As I understand, VS Code supposed workflow is opening entire project folder. Not that it's said explicitly somewhere at the start of documentation as things like this should be...
But I prefer to open just the files that I need often, so that I can see them all at the same time, not as tree structure but just as plain list of files.
Now, I actually have two projects that I work on and I'd very much like to keep them in two separate windows. Good thing that VS Code support several windows and have a "window.restoreWindows": "all" setting...
But when I test it - open a window, populate it with some files, open second window, populate it with other files, close second window, close first window, reopen VS Code - sure enough, only the first window is restored. And there is no way to explicitly save window state (session) to a file...
How that setting is supposed to work? Windows could be closed only one by one, so it seems that every window state except last one will be lost. Is it useful only in case of crash or reboot?
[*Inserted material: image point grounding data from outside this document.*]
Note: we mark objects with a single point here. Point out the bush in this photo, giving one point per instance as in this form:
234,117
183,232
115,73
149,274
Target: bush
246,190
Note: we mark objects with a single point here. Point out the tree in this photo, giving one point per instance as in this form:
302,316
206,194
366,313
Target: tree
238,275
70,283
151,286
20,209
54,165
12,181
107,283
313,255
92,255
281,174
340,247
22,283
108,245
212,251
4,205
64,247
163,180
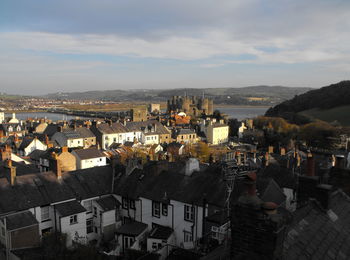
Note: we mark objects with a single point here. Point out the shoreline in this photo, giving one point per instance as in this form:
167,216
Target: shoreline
239,106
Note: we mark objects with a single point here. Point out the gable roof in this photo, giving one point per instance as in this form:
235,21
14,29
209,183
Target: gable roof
159,181
132,228
108,203
84,132
33,190
25,142
318,233
69,208
114,128
90,153
20,220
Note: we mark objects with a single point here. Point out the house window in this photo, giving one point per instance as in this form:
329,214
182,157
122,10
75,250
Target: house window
188,236
189,213
164,209
88,206
125,203
155,209
128,242
154,246
89,226
46,231
132,204
45,213
73,219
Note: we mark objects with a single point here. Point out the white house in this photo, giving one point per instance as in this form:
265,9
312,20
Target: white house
69,138
87,158
160,240
71,220
29,144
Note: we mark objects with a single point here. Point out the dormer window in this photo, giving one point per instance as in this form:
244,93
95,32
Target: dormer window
73,219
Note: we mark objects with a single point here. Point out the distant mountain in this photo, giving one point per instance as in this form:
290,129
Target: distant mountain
330,103
254,95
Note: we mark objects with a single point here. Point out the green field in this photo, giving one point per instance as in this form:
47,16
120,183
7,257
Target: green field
340,114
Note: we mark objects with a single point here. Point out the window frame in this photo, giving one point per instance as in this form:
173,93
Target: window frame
125,203
89,206
164,209
48,213
73,219
188,236
132,204
89,226
156,209
189,213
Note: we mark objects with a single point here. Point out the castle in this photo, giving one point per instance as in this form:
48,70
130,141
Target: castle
193,106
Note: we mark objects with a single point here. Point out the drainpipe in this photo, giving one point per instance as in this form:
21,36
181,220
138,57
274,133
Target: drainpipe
172,216
140,210
196,221
203,217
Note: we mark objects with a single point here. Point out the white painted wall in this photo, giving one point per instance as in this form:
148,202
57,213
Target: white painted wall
36,144
71,230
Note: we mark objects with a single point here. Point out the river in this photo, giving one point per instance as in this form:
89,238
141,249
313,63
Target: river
233,112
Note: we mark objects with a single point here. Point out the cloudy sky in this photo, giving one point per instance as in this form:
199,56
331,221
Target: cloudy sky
77,45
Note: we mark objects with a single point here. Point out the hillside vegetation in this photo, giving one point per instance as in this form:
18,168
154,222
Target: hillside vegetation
255,95
331,103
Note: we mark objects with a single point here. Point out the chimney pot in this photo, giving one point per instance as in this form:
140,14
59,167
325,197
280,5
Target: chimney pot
322,195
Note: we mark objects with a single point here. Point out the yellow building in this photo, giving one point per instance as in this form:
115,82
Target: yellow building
217,133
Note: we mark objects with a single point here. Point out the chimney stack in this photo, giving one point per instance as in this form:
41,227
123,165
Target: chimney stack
13,173
46,140
283,151
323,192
270,149
250,183
56,168
310,165
270,208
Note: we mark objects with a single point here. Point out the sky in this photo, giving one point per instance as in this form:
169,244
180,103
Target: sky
49,46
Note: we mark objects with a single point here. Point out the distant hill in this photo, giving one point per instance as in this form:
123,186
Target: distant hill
330,103
254,95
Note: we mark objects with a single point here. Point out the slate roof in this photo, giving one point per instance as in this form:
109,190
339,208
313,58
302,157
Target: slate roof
25,142
36,154
185,132
114,128
51,129
132,228
160,232
71,134
136,126
90,153
20,220
84,132
320,234
21,169
158,179
269,191
69,208
281,175
33,190
108,203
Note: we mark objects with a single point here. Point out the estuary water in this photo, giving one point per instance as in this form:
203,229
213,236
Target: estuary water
233,112
241,113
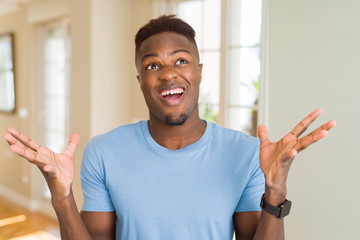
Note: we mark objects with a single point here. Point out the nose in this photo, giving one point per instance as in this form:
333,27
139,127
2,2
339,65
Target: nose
168,73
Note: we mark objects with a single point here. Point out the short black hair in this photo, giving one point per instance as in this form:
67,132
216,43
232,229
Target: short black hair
164,23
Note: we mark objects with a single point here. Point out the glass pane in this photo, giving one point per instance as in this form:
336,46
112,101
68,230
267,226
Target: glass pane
210,84
243,119
245,22
7,93
244,76
6,53
212,24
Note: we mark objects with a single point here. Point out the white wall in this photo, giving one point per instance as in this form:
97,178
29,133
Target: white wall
314,63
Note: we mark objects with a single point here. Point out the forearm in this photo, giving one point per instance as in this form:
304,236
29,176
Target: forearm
71,224
271,227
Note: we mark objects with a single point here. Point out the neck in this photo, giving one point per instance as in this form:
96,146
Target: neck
177,137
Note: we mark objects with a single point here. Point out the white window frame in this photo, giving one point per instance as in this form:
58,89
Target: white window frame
40,201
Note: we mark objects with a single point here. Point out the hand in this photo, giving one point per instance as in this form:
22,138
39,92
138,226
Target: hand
58,169
276,158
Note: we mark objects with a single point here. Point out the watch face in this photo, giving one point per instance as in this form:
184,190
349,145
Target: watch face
285,209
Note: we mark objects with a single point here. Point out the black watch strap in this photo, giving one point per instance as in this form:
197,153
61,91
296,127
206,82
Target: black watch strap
280,211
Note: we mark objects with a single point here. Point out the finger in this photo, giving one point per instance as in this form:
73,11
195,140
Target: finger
49,169
314,136
263,135
304,124
290,155
24,152
28,142
9,138
72,144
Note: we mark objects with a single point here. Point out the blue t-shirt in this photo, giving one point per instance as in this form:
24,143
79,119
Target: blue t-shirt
190,193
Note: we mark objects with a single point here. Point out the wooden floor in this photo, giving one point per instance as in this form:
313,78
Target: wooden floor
17,223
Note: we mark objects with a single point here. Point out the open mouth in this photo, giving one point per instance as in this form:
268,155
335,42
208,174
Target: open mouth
172,94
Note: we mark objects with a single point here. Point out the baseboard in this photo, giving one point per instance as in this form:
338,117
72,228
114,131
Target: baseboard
27,203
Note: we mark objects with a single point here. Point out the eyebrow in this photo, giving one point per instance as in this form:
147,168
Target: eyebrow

I can just create desktop shortcuts for each project, like "code path-to-project-folder", but then VS Code will open entire project instead of just list of files that I need.
Is there a way to keep my workflow?
Ok, so it turns out that I can open a directory as a project, open files I need and they all be in the sidebar under "Open Editors"; now, if I close a VS Code instance and at any later time reopen the same directory with it, all Open Editors will be perfectly preserved. Cool!